Valdano y el Real desde la mirada de un madridista indiferentemente desesperado

Jorge Valdano, probablemente a través de Borges, conocerá quién escribió esta frase: “Se destruye aquello que se ama”. Es la sentencia que Oscar Wilde, si viviera para el fútbol, sabría aplicar a Jorge cuando, tras haber ganado dos Ligas consecutivas como jugador del Madrid, le dio dos al Barça como entrenador del Tenerife. Un destino caprichosamente simétrico alimentaba, el último día, la tragedia. El hecho era que no se podía dudar de su madridismo como no se podía dudar de su profesionalidad. Valdano, preso del vértigo de las palabras, llegó a comentar: “Espero devolverle un día al Madrid lo que le he quitado”. Luego repitió en 100 o 1000 ocasiones (las veces que muere un cobarde, según el Julio César de Shakespeare) que se había equivocado. “Los partidos los ganan los jugadores no los entrenadores”, adujo. Pero la frase se nos quedó grabada, tal vez porque los madridistas somos propensos a que la grandeza de las citas engorde nuestra épica, una inútil épica de frases y recuerdos tan española y caducada como Guzmán el Bueno (otro que hubiera matado lo que amaba). Tal vez porque venimos de una Edad de Oro irrecuperable e irrepetible inmersa en una política de Hierro cuya inextricable y vergonzosa relación la periferia no nos perdona.

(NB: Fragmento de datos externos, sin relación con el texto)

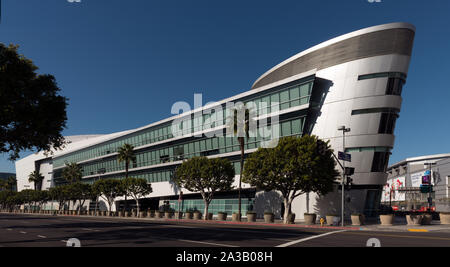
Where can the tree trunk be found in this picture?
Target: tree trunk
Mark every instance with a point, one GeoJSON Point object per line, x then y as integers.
{"type": "Point", "coordinates": [126, 177]}
{"type": "Point", "coordinates": [206, 210]}
{"type": "Point", "coordinates": [241, 144]}
{"type": "Point", "coordinates": [287, 210]}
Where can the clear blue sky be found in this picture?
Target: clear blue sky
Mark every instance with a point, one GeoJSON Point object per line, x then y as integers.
{"type": "Point", "coordinates": [123, 63]}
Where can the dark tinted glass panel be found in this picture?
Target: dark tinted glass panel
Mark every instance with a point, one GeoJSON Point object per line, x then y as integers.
{"type": "Point", "coordinates": [387, 123]}
{"type": "Point", "coordinates": [380, 161]}
{"type": "Point", "coordinates": [395, 86]}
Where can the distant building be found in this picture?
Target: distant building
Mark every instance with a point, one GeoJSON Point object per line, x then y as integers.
{"type": "Point", "coordinates": [402, 190]}
{"type": "Point", "coordinates": [6, 175]}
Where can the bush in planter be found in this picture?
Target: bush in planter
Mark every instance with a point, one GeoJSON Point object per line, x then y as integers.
{"type": "Point", "coordinates": [387, 219]}
{"type": "Point", "coordinates": [251, 216]}
{"type": "Point", "coordinates": [168, 214]}
{"type": "Point", "coordinates": [197, 215]}
{"type": "Point", "coordinates": [236, 217]}
{"type": "Point", "coordinates": [358, 219]}
{"type": "Point", "coordinates": [269, 217]}
{"type": "Point", "coordinates": [414, 219]}
{"type": "Point", "coordinates": [188, 215]}
{"type": "Point", "coordinates": [445, 217]}
{"type": "Point", "coordinates": [310, 218]}
{"type": "Point", "coordinates": [330, 218]}
{"type": "Point", "coordinates": [291, 218]}
{"type": "Point", "coordinates": [222, 216]}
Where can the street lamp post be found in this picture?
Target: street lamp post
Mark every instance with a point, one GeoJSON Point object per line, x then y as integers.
{"type": "Point", "coordinates": [344, 130]}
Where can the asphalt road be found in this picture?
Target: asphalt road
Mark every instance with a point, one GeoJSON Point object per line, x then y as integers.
{"type": "Point", "coordinates": [52, 231]}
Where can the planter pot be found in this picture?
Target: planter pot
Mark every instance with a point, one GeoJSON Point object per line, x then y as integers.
{"type": "Point", "coordinates": [168, 215]}
{"type": "Point", "coordinates": [222, 216]}
{"type": "Point", "coordinates": [197, 215]}
{"type": "Point", "coordinates": [251, 217]}
{"type": "Point", "coordinates": [291, 218]}
{"type": "Point", "coordinates": [310, 219]}
{"type": "Point", "coordinates": [358, 219]}
{"type": "Point", "coordinates": [387, 219]}
{"type": "Point", "coordinates": [235, 217]}
{"type": "Point", "coordinates": [414, 219]}
{"type": "Point", "coordinates": [151, 214]}
{"type": "Point", "coordinates": [158, 214]}
{"type": "Point", "coordinates": [445, 218]}
{"type": "Point", "coordinates": [269, 217]}
{"type": "Point", "coordinates": [330, 219]}
{"type": "Point", "coordinates": [427, 219]}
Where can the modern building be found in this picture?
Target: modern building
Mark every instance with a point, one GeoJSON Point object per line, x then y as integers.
{"type": "Point", "coordinates": [355, 80]}
{"type": "Point", "coordinates": [5, 176]}
{"type": "Point", "coordinates": [403, 188]}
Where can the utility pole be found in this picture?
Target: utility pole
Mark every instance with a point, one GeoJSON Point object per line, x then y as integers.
{"type": "Point", "coordinates": [344, 130]}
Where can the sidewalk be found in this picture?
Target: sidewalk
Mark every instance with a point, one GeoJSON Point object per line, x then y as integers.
{"type": "Point", "coordinates": [399, 224]}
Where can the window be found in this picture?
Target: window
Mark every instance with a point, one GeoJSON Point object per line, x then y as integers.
{"type": "Point", "coordinates": [380, 161]}
{"type": "Point", "coordinates": [387, 123]}
{"type": "Point", "coordinates": [374, 110]}
{"type": "Point", "coordinates": [395, 86]}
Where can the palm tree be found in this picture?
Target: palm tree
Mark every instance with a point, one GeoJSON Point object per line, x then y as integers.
{"type": "Point", "coordinates": [36, 178]}
{"type": "Point", "coordinates": [3, 185]}
{"type": "Point", "coordinates": [11, 183]}
{"type": "Point", "coordinates": [72, 173]}
{"type": "Point", "coordinates": [240, 125]}
{"type": "Point", "coordinates": [126, 154]}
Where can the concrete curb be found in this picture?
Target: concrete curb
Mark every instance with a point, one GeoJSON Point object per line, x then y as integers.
{"type": "Point", "coordinates": [376, 228]}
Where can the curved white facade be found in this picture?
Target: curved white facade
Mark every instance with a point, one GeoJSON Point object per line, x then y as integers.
{"type": "Point", "coordinates": [356, 81]}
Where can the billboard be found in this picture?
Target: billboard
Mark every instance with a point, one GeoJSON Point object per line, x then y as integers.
{"type": "Point", "coordinates": [416, 179]}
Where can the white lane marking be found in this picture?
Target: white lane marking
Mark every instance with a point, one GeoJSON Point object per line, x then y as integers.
{"type": "Point", "coordinates": [178, 226]}
{"type": "Point", "coordinates": [207, 243]}
{"type": "Point", "coordinates": [308, 238]}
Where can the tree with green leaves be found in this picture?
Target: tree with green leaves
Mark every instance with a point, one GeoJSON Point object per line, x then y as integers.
{"type": "Point", "coordinates": [109, 190]}
{"type": "Point", "coordinates": [27, 197]}
{"type": "Point", "coordinates": [126, 155]}
{"type": "Point", "coordinates": [207, 176]}
{"type": "Point", "coordinates": [36, 178]}
{"type": "Point", "coordinates": [41, 197]}
{"type": "Point", "coordinates": [239, 124]}
{"type": "Point", "coordinates": [3, 185]}
{"type": "Point", "coordinates": [72, 173]}
{"type": "Point", "coordinates": [136, 188]}
{"type": "Point", "coordinates": [33, 114]}
{"type": "Point", "coordinates": [294, 167]}
{"type": "Point", "coordinates": [80, 192]}
{"type": "Point", "coordinates": [59, 194]}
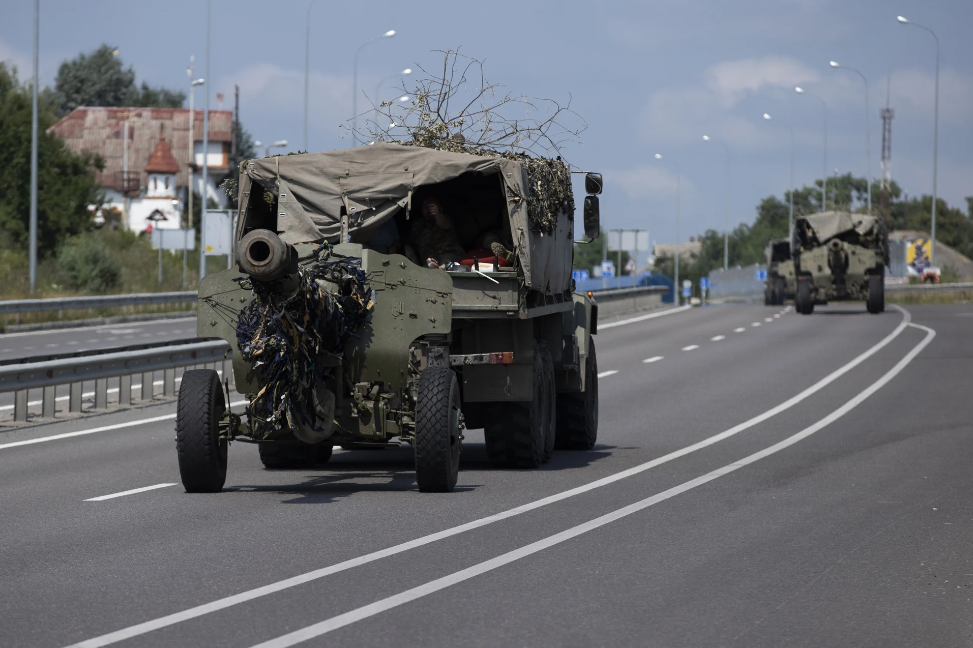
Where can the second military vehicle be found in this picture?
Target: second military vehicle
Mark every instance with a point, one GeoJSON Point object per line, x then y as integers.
{"type": "Point", "coordinates": [338, 344]}
{"type": "Point", "coordinates": [840, 256]}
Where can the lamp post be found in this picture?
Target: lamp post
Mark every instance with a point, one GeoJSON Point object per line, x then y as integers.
{"type": "Point", "coordinates": [868, 145]}
{"type": "Point", "coordinates": [675, 279]}
{"type": "Point", "coordinates": [354, 92]}
{"type": "Point", "coordinates": [790, 213]}
{"type": "Point", "coordinates": [192, 154]}
{"type": "Point", "coordinates": [726, 203]}
{"type": "Point", "coordinates": [824, 173]}
{"type": "Point", "coordinates": [935, 140]}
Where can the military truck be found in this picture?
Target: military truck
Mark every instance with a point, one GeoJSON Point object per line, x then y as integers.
{"type": "Point", "coordinates": [781, 280]}
{"type": "Point", "coordinates": [840, 256]}
{"type": "Point", "coordinates": [337, 344]}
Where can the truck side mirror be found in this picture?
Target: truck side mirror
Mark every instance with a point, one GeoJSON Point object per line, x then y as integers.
{"type": "Point", "coordinates": [592, 217]}
{"type": "Point", "coordinates": [593, 183]}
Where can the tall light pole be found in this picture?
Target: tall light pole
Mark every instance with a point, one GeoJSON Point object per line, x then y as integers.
{"type": "Point", "coordinates": [32, 244]}
{"type": "Point", "coordinates": [935, 139]}
{"type": "Point", "coordinates": [354, 92]}
{"type": "Point", "coordinates": [790, 213]}
{"type": "Point", "coordinates": [824, 173]}
{"type": "Point", "coordinates": [868, 138]}
{"type": "Point", "coordinates": [675, 280]}
{"type": "Point", "coordinates": [726, 203]}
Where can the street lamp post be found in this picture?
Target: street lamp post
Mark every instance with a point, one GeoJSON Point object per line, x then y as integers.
{"type": "Point", "coordinates": [824, 173]}
{"type": "Point", "coordinates": [354, 92]}
{"type": "Point", "coordinates": [675, 280]}
{"type": "Point", "coordinates": [868, 145]}
{"type": "Point", "coordinates": [726, 203]}
{"type": "Point", "coordinates": [790, 213]}
{"type": "Point", "coordinates": [935, 140]}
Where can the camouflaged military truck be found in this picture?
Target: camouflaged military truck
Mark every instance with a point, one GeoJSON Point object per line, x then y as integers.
{"type": "Point", "coordinates": [840, 256]}
{"type": "Point", "coordinates": [781, 280]}
{"type": "Point", "coordinates": [337, 344]}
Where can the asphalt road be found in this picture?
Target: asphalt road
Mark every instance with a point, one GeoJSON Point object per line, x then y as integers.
{"type": "Point", "coordinates": [760, 481]}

Un año y medio después de su vuelta a casa, la sentencia de Wilde volvía a cobrar sentido, aunque inverso. Con una Liga ganada pero en plena crisis de resultados, Valdano era despedido. Muchos sentimos que no se le había dado la menor oportunidad. Las dos temporadas habían sido ferozmente antisimétricas: de la ilusión se había pasado al conflicto. A este cambio de tendencias no eran ajenos los diarios deportivos (“Uno está indefenso ante las empresas periodísticas”). El entrenador pasó de ser beneficiario de ellas a ser su víctima. También recayeron sospechas sobre sus propios jugadores y aunque él afirma que no hubo conspiración (“me deja más tranquilo”, señala) el resultado fue el mismo. El cese de un hombre que quiso y supo alimentar el mito del madridismo, de la camiseta blanca como estandarte, de vestirla como un honor; una exageración tal vez pero una exageración necesaria y terapéutica. El cese de un hombre que buscaba levantar el club con palabras, imágenes y sobre todo intenciones de juego. Así, la institución Real Madrid mataba aquello que le amaba (y que muchos aficionados amábamos).

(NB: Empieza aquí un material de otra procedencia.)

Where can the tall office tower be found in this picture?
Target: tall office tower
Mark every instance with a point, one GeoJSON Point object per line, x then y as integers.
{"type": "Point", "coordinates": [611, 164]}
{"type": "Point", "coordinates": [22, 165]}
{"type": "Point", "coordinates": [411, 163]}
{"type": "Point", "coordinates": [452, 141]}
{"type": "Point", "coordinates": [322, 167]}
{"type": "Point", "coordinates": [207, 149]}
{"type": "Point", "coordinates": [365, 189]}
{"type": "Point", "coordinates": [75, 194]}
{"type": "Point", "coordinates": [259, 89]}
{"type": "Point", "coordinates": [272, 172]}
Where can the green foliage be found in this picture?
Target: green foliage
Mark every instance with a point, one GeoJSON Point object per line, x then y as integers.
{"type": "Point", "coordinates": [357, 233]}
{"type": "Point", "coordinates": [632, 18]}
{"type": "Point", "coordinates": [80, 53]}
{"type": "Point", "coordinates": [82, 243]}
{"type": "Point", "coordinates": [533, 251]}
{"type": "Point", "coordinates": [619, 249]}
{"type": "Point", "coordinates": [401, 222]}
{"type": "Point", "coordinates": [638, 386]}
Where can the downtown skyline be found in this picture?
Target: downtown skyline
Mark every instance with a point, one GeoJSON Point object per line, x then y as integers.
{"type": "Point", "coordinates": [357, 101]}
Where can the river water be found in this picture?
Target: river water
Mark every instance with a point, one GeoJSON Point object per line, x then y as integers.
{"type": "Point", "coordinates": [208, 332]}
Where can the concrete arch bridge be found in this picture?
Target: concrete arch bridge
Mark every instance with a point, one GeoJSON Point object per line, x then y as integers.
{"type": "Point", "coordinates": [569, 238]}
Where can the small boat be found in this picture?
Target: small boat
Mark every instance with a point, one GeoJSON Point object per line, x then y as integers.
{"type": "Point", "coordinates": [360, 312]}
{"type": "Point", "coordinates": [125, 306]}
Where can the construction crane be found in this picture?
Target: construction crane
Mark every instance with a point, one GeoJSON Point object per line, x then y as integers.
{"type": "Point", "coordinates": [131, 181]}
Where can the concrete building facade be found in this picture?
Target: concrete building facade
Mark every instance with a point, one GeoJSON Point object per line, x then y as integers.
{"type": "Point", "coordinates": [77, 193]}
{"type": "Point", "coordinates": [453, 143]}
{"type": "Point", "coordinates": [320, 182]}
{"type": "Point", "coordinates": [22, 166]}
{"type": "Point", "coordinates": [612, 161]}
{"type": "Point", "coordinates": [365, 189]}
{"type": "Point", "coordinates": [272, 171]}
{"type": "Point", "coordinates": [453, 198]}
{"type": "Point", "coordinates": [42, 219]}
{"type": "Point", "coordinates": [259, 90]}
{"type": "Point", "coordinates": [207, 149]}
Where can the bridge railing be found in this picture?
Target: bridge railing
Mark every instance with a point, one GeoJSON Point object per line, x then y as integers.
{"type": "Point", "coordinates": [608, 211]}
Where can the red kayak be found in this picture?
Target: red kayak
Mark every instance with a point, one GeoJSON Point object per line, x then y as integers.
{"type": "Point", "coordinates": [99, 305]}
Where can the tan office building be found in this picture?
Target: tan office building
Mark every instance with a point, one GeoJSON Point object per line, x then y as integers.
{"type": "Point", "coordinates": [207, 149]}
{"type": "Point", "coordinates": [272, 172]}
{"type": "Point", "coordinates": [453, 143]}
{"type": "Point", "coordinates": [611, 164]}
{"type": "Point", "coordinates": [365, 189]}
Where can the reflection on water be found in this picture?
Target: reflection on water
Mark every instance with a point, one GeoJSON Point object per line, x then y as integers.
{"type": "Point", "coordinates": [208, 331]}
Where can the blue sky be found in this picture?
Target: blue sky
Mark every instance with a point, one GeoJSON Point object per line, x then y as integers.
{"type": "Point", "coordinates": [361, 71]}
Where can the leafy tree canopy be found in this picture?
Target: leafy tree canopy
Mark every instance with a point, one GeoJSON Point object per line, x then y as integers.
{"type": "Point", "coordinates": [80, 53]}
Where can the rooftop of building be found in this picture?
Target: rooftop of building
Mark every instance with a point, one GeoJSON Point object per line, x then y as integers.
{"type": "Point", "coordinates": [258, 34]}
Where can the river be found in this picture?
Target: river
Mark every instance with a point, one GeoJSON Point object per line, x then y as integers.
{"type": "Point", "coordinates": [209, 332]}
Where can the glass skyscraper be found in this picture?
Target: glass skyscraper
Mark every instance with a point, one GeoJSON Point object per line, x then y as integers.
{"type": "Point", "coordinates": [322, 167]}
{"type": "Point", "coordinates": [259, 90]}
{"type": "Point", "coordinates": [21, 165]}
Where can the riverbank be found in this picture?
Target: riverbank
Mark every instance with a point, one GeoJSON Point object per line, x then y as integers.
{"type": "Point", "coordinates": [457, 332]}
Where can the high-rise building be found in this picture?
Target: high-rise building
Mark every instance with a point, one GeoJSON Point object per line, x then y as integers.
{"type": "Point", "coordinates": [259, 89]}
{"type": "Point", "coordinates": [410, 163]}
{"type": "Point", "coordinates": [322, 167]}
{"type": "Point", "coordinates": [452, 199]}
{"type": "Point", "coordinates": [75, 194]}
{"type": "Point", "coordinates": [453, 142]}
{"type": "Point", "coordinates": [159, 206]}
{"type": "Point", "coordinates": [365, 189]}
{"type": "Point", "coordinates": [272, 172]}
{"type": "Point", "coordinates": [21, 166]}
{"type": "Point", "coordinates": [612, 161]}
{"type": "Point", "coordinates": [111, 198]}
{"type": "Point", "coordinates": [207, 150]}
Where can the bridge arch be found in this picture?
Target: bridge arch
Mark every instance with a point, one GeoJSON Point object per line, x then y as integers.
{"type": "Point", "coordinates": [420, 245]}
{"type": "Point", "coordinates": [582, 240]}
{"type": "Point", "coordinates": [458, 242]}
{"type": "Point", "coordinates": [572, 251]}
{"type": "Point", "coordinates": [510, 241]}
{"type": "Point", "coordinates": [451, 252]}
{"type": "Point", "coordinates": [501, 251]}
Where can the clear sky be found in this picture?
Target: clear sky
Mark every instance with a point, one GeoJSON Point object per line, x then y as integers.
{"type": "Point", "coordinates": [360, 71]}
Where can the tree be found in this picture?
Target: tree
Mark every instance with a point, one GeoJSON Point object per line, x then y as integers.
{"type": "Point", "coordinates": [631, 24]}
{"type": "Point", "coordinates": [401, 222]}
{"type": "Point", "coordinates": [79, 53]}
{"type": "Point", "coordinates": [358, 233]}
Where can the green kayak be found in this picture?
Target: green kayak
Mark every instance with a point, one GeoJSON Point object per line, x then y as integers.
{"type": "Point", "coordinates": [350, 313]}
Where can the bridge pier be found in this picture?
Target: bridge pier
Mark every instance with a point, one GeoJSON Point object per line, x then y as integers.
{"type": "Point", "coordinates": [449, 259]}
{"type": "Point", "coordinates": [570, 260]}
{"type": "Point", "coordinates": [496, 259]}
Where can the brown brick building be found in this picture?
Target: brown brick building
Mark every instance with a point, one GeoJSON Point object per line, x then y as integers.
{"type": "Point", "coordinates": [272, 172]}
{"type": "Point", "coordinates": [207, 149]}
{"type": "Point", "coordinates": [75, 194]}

Lo cierto es que Valdano había llegado al Madrid con tres heridas que le fueron arrojadas a la cara desde las pintadas de los Ultras Sur: Como entrenador del Tenerife se había portado como un traidor. Era sudamericano. Y se consideraba, por último, “un hombre de izquierdas”. Las heridas de la vida, de la muerte y la del amor. Ya estaba demonizado, solo había que esperar resultados y puntos. Y punto. A esta situación de interinidad contribuyó no poco el escaso feeling que reconoce en sus relaciones con la directiva, llenas de malentendidos y vacías de comunicación

El Madrid que le aguardaba ya estaba sumido en un proceso de autodestrucción, con una viveza que contradecía sus fines. Valdano habla “de una situación casposa”, que no se iba a corregir sino acentuar con su destitución. Señala que la crisis del club es sobre todo estructural y se presenta en tres frentes: No existe un proyecto (“el discurso interesa muy poco”), hay un grave problema económico y la institución está caduca. “Es el Kremlin, el Jurásico; es un club que tiene corroídos los cimientos”. Valdano ejemplifica esas carencias en el partido de la Liga de Campeones contra el Juventus, el más importante de los últimos dos años. “Los directivos estaban situados en el peor sitio del campo y los aficionados fueron molidos a palos”. El ex entrenador resume, para nuestro pesar: “Muchas de las virtudes que pertenecían al Madrid ahora son del Barça”. Califica el presente como “invendible”, por eso se vende el futuro. “Se fichan antes jugadores que entrenador y por nombre, no por una idea. Todo está al revés”. También la Liga de este año. Por eso el Papa aparece en Lo + Plus vestido de rojiblanco

Valdano casi sin querer ofrece otra clave, la ligazón entre las ciudades y sus equipos: “Se juega como se vive”. En esta urbe paroxística, animada por la crispación desde la radio de todos los taxis, en todos los atascos de la Castellana y de Chamartín, cuna y trono de Mario Conde, degrada y degradante, vieja y agotada, agoniza su equipo más señero. Este proceso de suicidio que vive el club tiene puntos de contacto con el que vive un jugador al final de su ciclo. “Es muy difícil que un jugador asuma ese momento; incluso cuando lo asume, no lo reconoce. Es el entrenador el primero en darse cuenta; el jugador es el último”. El paralelismo con la crisis de la institución blanca llega a ser hiriente y no ha demostrado, como Butragueño, su jugador más emblemático, “grandeza para afrontar la situación”.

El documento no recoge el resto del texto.